Heinz Kohut: The Making of a Psychoanalyst. Charles B. Strozier. New York: Farrar, Strauss and Giroux, 2001. xiii & 495 pp. $35.00.

Review by:
John E. Gedo

Self psychology may have been the most influential new movement within psychoanalysis in the late twentieth century. Heinz Kohut, its founder, often proudly claimed that it was the product of his introspective efforts; hence a biography of Kohut is amply justified by the role it should play in clarifying the intellectual history of the field. As it turns out, the narrative of Kohut's life happens to be a fascinating story that may interest a wide public, even those unconcerned with psychoanalysis as such. Charles Strozier, a professional historian, honed his biographical skills by writing a psychological study of Abraham Lincoln; Strozier has full command of all the tools of the discipline. His book is well written, diligently researched, and (as far as I am able to judge) surprisingly free of errors and solecisms.

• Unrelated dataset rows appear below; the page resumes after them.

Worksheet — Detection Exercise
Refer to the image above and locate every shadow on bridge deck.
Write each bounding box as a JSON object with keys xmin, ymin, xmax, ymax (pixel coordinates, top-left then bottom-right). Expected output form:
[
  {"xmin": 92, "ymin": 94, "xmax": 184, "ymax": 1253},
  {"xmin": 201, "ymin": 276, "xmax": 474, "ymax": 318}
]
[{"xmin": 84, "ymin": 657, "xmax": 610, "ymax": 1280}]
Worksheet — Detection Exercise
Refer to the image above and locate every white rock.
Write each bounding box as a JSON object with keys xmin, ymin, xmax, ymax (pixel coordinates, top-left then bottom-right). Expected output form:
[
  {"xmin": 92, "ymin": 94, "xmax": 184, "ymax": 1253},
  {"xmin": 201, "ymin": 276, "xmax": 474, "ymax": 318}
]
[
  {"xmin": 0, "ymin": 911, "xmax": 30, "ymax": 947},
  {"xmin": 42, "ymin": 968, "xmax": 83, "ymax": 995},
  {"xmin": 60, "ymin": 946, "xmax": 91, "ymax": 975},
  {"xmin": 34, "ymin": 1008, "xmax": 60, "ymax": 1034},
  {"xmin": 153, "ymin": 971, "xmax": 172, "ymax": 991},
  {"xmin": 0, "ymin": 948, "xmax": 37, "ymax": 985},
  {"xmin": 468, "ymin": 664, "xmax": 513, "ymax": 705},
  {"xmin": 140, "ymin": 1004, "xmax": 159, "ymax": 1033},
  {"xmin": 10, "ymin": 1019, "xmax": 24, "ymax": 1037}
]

Strozier has not written an official biography—far from it. In fact, lack of cooperation from Kohut's widow forced him to suspend his efforts for many years; after her death, the biographer's task was facilitated by the collegial efforts of Thomas Kohut, the sole survivor, who is himself a distinguished historian. Strozier's point of view is, however, strongly biased by the fact that in recent years he has become a practitioner of self psychology. In other words (in a classification of psychoanalytic convictions proposed some years ago by Moraitis [1994]) Strozier is a fervent “believer.” His beliefs may have had little bearing on his attitude toward Kohut as an individual, but they have compromised his ability to assess Kohut's contributions to psychoanalysis in a balanced manner.

I can claim no greater objectivity, either about Kohut's work and his person or about Strozier's book, in which I appear as one of the cast of characters and am portrayed with a certain lack of empathy.